Extrae is the package devoted to generate Paraver trace-files for a post-mortem analysis. Extrae is a tool that uses different interposition mechanisms to inject probes into the target application so as to gather information regarding the application performance. The following table summarizes the programming models and systems supported by Extrae.

Supported platforms
Linux clusters (x86-64)
nVidia GPU
Intel Xeon Phy
K computer
Supported programming models


(* Also available in conjunction with MPI)

In order to facilitate the configuration, Extrae can be configured through an XML file. The distributed package contains several examples

1. Interposition mechanisms

Extrae takes advantage of multiple interposition mechanisms to add monitors into the application. No matter which mechanism is being used, the target is the same, to collect performance metrics at known applications points to finally provide the performance analyst a correlation between performance and the application execution. Extrae currently uses the following interposition mechanisms:

1.1 Linker preload (LD_PRELOAD)

Most of the current operating systems allow injecting a shared library into an application before the application gets actually loaded. If the library that is being preloaded provides the same symbols as those contained in shared libraries of the application, such symbols can be wrapped in order to inject code in these calls. In Linux systems this technique is commonly known by using the LD_PRELOAD environment variable. Extrae contains substitution symbols for many parallel runtimes, as OpenMP (either Intel, GNU or IBM runtimes), pthread, CUDA accelerated applications, and MPI applications.

1.2 DynInst

DynInst is an instrumentation library that allows modifying the application by injecting code at specific code locations. Although it originally allowed modifying the application code when the application was run, now it supports rewriting the binary of the application so the code injection is required only once. Extrae uses DynInst to instrument different parallel programming runtimes as OpenMP (either for Intel, GNU or IBM runtimes), CUDA accelerated applications, and MPI applications. DynInst also offers Extrae the possibility to easily instrument user functions by simply listing them in a file.

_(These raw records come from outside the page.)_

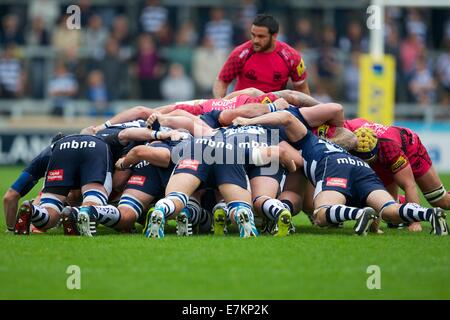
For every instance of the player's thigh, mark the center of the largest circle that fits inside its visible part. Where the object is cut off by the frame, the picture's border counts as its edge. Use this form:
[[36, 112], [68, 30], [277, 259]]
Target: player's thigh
[[233, 192], [378, 198], [94, 193], [183, 182], [429, 181], [131, 206], [329, 198]]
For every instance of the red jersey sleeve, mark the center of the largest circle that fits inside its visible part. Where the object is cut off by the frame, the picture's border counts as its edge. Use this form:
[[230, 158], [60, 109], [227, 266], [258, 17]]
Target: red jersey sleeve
[[392, 156], [296, 65], [235, 62]]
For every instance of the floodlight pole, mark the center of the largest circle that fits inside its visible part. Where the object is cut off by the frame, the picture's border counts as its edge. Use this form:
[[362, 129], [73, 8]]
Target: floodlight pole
[[377, 33]]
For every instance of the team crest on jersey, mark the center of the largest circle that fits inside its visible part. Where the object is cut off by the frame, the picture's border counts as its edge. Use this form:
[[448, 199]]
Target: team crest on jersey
[[277, 76], [399, 164], [245, 129], [336, 182], [251, 74], [55, 175], [301, 67], [188, 164], [137, 180], [266, 100]]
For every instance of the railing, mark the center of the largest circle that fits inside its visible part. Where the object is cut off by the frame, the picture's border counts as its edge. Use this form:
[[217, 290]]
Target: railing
[[27, 108]]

1.3 Additional instrumentation mechanisms

Extrae also takes the advantage of some parallel programming runtimes that have their own instrumentation (or profile) mechanisms available for performance tools. These not only include the widely-known Message Passing Interface (MPI) which provides the Profile-MPI (PMPI) layer, but also the CUPTI infrastructure to get information from CUDA devices or even the OpenCL profiling capabilities. There are some compilers that allow instrumenting application routines by using special compilation flags during compilation and link phases.

1.4 Extrae API

Finally, Extrae gives the user the possibility to manually instrument the application and emit its own events if the previous mechanisms do not fulfill the user's needs. The Extrae API is detailed in the Extrae user-guide documentation that accompanies the package.

2. Sampling mechanisms

Extrae does not only offer the possibility to instrument the application code, but also offers to use sampling mechanisms to gather performance data. While adding monitors into specific location of the application produces insight which can be easily correlated with source code, the resolution of such data is directly related with the application control flow. Adding sampling capabilities into Extrae allows providing performance information of regions of code which has not been instrumented.

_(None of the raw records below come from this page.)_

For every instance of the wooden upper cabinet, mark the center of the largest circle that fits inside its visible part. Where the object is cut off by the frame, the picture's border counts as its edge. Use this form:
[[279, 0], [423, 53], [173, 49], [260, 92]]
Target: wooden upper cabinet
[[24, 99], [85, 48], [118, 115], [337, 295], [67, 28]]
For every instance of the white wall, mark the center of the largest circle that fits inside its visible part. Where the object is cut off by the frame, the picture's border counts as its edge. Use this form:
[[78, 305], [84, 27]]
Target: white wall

Currently, Extrae sports two different sampling mechanisms. The first mechanism is the old-known signal timers, which fires the sampling handler at a specified time interval. The second sampling mechanism uses the processor performance counters to fire the sampling handler at a specified interval of events interval. While the first mechanism can provide a totally uncorrelated samples with the application code, the second mechanism, using the appropriate performance counters, can provide insight of the application but still presenting some correlation with the application code/performance.

2.1 Performance data gathered

The monitors added by Extrae gather different types of information. Depending on the monitor placement, each monitor can be taught to gather specific information. The most common information gathered is:

2.2 Timestamp

When analyzing the behavior of an application, it is important to have a fine-grained timestamping mechanism (up to nanoseconds). Extrae provides a set of clock functions that are specifically implemented for different target machines in order to provide the most accurate possible timing. On systems that have daemons that inhibit the usage of these timers or that do not have a specific timer implementation. In such cases, Extrae still uses advanced POSIX clocks to provide nanosecond resolution timestamps with low cost.

2.3 Performance and other counter metrics

Extrae uses the PAPI and the PMAPI interfaces to collect information regarding the microprocessor performance. With the advent of the components in the PAPI software, Extrae is not only able to collect information regarding how is behaving the microprocessor only, but also allows studying multiple components of the system (disk, network, operating system, among others) and also extend the study over the microprocessor (power consumption and thermal information). Extrae mainly collects these counter metrics at the parallel programming calls and at samples. It also allows capturing such information at the entry and exit points of the user routines instrumented.

2.4 References to the source code

Analyzing the performance of an application requires relating the code that is responsible for such performance. This way the analyst can locate the performance bottlenecks and suggest improvements on the application code. Extrae provides information regarding the source code that was being executed (in terms of name of function, file name and line number) at specific location points like programming model calls or sampling points.